The squirrel glider has a varied diet that includes nectar, pollen, sap, flowers and Acacia gum, as well as insects, spiders and small vertebrates (2) (3) (4) (7). Populations of this species appear to be strongly influenced by the annual variation in flowering intensity and nectar availability (8).
A highly active species (4), the squirrel glider uses gliding as a method of travelling from tree trunk to tree trunk. Glides usually encompass a distance of between 9 and 47 metres (9), although glides of up to 60 metres have been recorded (3). When gliding, this species launches into the air and spreads its limbs out, extending the gliding membrane (3) (4). It swoops up at the end of the flight to help it slow down, and uses its long claws to help it to cling to the tree on landing (3). All glider species are accomplished acrobats, able to manoeuvre between the trees with great agility during a glide (3).
The squirrel glider is largely nocturnal, sheltering by day in a nest inside a tree hollow (2) (4). An individual may use a number of different den sites, but usually has a preference for one or two main sites, often in trees on steep slopes. Den sites are often adjacent to the areas where the squirrel glider carries out its nocturnal activities, and the average distance between dens used on successive days is about 218 metres (10).

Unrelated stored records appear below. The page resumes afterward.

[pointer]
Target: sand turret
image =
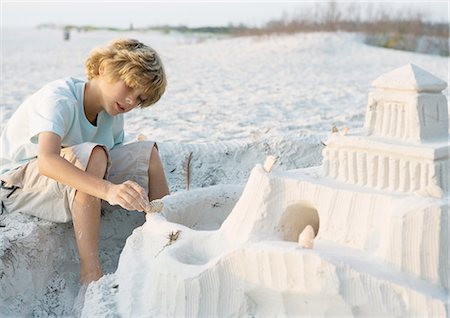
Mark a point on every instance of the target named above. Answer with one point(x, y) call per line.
point(404, 146)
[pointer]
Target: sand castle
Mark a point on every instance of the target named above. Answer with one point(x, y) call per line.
point(379, 206)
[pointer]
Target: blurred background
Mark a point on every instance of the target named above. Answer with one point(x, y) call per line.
point(420, 26)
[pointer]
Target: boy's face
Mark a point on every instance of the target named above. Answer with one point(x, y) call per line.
point(118, 97)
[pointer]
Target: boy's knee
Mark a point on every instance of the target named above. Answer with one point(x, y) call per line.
point(154, 158)
point(98, 161)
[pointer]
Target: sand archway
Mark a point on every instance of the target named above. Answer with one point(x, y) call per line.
point(295, 218)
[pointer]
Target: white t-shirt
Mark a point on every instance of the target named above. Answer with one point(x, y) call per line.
point(57, 107)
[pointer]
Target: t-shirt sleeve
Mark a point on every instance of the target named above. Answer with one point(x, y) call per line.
point(119, 133)
point(51, 115)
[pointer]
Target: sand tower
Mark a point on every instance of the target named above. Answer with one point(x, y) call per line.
point(404, 146)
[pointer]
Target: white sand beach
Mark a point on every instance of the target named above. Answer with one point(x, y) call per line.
point(231, 102)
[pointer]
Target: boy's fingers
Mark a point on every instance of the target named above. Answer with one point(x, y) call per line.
point(140, 195)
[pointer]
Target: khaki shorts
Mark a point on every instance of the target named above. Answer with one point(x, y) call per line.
point(25, 190)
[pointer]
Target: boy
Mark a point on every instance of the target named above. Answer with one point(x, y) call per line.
point(62, 153)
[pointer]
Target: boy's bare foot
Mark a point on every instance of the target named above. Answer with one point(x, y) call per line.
point(90, 273)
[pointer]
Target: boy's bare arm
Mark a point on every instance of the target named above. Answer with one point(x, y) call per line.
point(129, 195)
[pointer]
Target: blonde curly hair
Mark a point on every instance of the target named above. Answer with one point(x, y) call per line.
point(137, 64)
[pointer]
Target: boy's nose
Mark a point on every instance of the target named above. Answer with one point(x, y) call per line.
point(129, 101)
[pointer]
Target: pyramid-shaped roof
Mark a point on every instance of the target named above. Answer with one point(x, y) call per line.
point(410, 77)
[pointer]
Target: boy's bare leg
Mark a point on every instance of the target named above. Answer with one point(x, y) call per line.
point(157, 183)
point(86, 221)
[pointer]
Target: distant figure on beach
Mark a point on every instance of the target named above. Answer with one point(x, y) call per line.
point(66, 34)
point(63, 150)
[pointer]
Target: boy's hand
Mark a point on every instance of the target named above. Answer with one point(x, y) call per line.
point(128, 195)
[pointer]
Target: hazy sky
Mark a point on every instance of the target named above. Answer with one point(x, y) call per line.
point(190, 13)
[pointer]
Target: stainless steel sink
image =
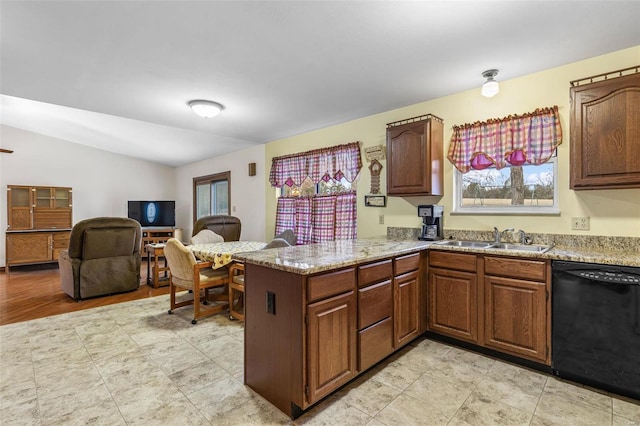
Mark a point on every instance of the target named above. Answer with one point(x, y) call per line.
point(538, 248)
point(464, 243)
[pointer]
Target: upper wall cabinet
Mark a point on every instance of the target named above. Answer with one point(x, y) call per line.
point(414, 156)
point(605, 131)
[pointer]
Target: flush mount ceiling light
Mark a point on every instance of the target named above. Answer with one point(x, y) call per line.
point(205, 109)
point(490, 87)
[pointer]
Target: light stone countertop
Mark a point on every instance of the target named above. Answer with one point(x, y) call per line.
point(320, 257)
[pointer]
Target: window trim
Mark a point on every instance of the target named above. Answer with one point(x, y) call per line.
point(458, 209)
point(216, 177)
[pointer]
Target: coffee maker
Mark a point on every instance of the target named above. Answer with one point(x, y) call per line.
point(431, 215)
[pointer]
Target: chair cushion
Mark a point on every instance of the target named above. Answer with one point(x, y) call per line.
point(206, 236)
point(108, 242)
point(180, 261)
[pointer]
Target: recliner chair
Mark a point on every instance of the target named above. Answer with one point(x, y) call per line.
point(228, 227)
point(103, 258)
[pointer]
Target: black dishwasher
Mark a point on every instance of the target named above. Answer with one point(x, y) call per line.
point(596, 325)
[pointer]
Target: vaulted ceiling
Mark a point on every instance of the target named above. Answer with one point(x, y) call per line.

Family groups of squirrel gliders tend to consist of two to nine individuals, usually including at least one male, two females and their young (7). Group members often share a den (7) (10). The female squirrel glider may give birth at any time of year, but births often peak when food, particularly pollen and nectar, is most abundant (2) (7) (8).
The female squirrel glider breeds when over one year of age, and usually gives birth to one or two young at a time (4) (7) (8), after a gestation period of just under three weeks (4). Females have the ability to raise two litters each year (7) (8). The young squirrel gliders leave the nest after about six months (2), but stay within the natal range for around a year (2) (7). Juvenile mortality following dispersal is high (7), but individuals that survive may live for up to six years (7) (8).